High Resolution lunar images – October 5, 2015
Another imaging session under very good seeing conditions. The subject: once again, our Moon.
With the 14inch telescope I had again the pleasure to get some sharp images of lunar features under some similar seeing conditions as for the previous HR (High Resolution) posts (1, 2, 3). Despite this, I had to deal with the dew accumulating on the secondary mirror of my open-tube design telescope. At the end of the post it will become apparent why this happens.
The images were acquired with the following equipment: 14inch (355mm) F/5 homemade Newtonian (SkyWatcher optics) working at F/20 and F/25 using a Baader Hyperion Barlow lens (2.25x, and expanded to 4x and 5x using different adaptors), the ASI 120MM-S camera and a Baader Red filter.
And now, the images.
Tycho (lower right) with Clavius (top):
Rima Triesneker with crater Triesneker (center, with the caldera in darkness) and the double crater Murchinson/Pallas (to the right of Triesneker). Lots of interesting details are visible due to the low-Sun illumination:
A large mosaic (six frames) presenting a well known trio of craters (Arzachel, Alphonsus and Ptolemaeus, from top to just below of center) and the less imaged large craters Albategnius (in shadows with the central peak just illuminated) and Hipparchus (below Albategnius) on the lunar terminator:
Albategnius shows some very interesting details on its floor under this illumination, with the rims of small craters well defined, and also some depressions well defined:
Some color data (from here) was added to the above six-frame mosaic, and the resulting image shows even more details due to this, like the yellow area surrounding two small craters (to the right of Arzachel, top right) named Lassell G and K. This is an old volcanic area.

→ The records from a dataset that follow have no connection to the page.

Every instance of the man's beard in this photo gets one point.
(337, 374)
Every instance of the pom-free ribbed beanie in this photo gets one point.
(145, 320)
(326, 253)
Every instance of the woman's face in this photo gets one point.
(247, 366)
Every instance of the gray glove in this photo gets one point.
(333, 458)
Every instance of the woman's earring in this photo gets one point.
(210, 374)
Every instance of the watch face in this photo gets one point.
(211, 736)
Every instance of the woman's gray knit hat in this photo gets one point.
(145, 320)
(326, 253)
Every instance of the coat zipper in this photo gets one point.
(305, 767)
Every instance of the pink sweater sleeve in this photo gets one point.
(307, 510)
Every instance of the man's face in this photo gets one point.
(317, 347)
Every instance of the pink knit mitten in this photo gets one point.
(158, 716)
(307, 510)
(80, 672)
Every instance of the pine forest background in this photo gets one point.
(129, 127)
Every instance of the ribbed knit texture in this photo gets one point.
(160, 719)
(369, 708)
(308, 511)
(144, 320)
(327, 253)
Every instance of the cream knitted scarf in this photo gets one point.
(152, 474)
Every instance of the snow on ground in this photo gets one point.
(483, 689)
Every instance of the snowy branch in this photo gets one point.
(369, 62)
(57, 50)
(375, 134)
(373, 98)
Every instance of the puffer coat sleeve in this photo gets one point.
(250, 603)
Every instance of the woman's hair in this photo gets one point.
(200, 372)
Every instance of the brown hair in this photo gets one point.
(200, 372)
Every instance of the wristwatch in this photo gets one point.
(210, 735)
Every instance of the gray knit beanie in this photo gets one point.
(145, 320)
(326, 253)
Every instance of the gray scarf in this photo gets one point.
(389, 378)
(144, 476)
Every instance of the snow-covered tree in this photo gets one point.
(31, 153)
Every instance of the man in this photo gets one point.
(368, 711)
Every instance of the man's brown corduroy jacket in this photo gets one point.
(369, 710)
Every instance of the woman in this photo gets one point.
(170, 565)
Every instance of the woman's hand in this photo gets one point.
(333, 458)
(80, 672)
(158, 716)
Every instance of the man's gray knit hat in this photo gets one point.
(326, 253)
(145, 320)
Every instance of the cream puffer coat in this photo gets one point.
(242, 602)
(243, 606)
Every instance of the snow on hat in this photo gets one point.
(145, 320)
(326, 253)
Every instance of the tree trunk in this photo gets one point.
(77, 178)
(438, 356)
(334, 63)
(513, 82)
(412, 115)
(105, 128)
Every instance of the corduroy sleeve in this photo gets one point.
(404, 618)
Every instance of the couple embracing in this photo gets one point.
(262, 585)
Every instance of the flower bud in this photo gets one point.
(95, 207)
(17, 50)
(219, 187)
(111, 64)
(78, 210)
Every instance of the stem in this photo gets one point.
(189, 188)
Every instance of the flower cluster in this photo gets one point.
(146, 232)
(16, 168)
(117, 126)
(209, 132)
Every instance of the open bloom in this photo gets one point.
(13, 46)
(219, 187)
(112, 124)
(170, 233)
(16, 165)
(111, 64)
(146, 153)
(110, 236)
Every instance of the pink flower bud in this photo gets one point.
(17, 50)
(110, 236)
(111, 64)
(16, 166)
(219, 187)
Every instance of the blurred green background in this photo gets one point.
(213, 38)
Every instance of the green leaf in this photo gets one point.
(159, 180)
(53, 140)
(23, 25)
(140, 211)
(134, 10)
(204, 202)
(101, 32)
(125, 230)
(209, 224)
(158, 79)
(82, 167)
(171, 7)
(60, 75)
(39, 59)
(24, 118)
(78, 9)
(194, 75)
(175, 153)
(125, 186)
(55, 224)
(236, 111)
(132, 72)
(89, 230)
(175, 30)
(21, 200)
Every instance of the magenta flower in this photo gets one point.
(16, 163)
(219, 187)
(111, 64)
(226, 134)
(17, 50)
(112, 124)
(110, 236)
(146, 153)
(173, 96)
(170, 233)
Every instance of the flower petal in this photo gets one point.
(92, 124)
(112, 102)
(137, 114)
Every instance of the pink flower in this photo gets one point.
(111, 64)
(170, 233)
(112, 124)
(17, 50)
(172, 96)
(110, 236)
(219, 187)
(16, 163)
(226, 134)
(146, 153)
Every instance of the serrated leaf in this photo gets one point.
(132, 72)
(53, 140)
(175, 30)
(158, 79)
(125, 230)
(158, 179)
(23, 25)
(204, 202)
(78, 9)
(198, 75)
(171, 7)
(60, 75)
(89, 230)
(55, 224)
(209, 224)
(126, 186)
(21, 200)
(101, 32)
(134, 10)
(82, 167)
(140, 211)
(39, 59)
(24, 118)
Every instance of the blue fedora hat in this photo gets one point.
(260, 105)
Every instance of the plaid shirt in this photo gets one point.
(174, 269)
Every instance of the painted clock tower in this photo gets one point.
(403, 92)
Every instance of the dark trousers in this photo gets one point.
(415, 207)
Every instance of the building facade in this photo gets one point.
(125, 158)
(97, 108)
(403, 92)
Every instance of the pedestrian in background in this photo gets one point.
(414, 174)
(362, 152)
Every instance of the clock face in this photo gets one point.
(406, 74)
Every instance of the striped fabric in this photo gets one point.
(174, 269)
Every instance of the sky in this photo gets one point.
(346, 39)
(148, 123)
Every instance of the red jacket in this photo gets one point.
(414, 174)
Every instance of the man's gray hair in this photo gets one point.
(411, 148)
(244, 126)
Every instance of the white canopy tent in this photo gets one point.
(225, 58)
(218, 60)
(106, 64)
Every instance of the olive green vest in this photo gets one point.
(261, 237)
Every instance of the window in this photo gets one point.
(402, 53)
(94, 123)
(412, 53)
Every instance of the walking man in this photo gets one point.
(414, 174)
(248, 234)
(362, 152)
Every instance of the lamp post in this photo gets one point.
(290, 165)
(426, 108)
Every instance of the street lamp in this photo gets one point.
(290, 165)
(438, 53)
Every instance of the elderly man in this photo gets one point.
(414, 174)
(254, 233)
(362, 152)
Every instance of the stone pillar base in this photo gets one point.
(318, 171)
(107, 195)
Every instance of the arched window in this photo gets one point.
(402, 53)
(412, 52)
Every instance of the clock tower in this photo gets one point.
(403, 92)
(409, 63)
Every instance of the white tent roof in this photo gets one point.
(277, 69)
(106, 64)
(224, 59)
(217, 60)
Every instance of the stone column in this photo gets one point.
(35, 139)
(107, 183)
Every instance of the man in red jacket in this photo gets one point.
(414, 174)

Plato was imaged last in this session. Due to the good seeing conditions, a lot of small craters are detectable onto its floor, as is the rima just to the lower-left of Plato, on the mare floor.
To better see the smallest detectable craters (around 600 meters in diameter) I’ve highly re-processed the above image:
Comparing the above image with a view from LRO (right), to match the craters in my image (left) with what is really there:
And since I usually try to get more from my images, a “rectified vertical perspective” view of some craters performed in order to grasp the true shape of these craters. From left to right: Tycho, Plato and Clavius:
I was writing at the beginning of this post about the dew accumulation on the secondary mirror of the 14 inch telescope. Well, for now I cannot solve this problem in an elegant way, but the solution will be implemented soon.
The reason for the problem will become apparent from the image below, shot by my wife during a solar imaging session. The mirror-like disc at the front end of the scope is the Mylar solar filter. This is of course removed during night-time imaging 🙂
This is the way a 14 inch Newtonian should look 🙂 (or not…). Despite not being the most handsome scope around, it does perform very well, and the cool-down time during lunar imaging sessions is around 40 to 70 minutes (depending on the initial temperature of course). Besides this, the total weight of the scope is around 18 kilograms, which is the maximum an EQ-6 mount can handle for planetary guiding. The scope itself is still under construction, with a lot of parts being redesigned after the imaging sessions, but the general shape is final.